Today, the most popular are two types of wooden floors: plywood sheets or tongue and groove boards. Plywood floors are usually used for laying laminate or carpet, while tongue and groove boards can serve as a finishing coating and decorate the interior with their appearance.

When replacing old wooden floors in an apartment with new ones, it is necessary to install transverse joists onto which the main covering will be attached. There is space between the joists and the screed that can be left empty, but it is better to use it for additional insulation and sound insulation. In general, the process of installing a new floor is not complicated:

  • Installation begins with marking the room for the logs. The direction of laying the logs is always perpendicular to the direction of the boards and they are usually laid across the room, and the floor boards along. The distance between the lags depends on the insulation used. When using polystyrene foam, the distance should be exactly the width of the panel; when using mineral wool, the distance is on average 30-40 cm.

Important. When laying a wooden floor in an apartment with your own hands, make sure that the height of the joists is equal to the height of the mat of insulating material. When using mineral wool, the height of the logs may be slightly smaller.

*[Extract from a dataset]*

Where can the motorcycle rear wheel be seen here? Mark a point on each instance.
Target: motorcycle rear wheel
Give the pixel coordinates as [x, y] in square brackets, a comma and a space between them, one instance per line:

  • Next, prepare the logs and install them according to the markings. The outermost logs should be no further than 6-7 cm from the wall. The joists are secured to the base using metal corners or directly through a through hole in the joist. Dowels are used for fastening. The logs are immediately set to the same level and at the same height, so that after laying the floor boards the question does not arise of how to level the wooden floor in the apartment.
  • After installing and securing the logs, insulation is laid, for which use polystyrene foam, mineral wool or expanded clay.
  • After the insulation, waterproofing material is laid. Usually this is a thick construction film, the joints of which are sealed with double-sided tape and the material itself is secured to the joists using a stapler.
  • At the final stage, floor boards or plywood sheets are laid, depending on the owner’s preference.

Important. You can often hear the question of how to cover a wooden floor in an apartment to protect the wood. The joists must be coated with special impregnations that protect the wood from moisture, rot and prevent the formation of mold. Floor boards are coated with various types of varnishes, which have not only protective, but also decorative functions.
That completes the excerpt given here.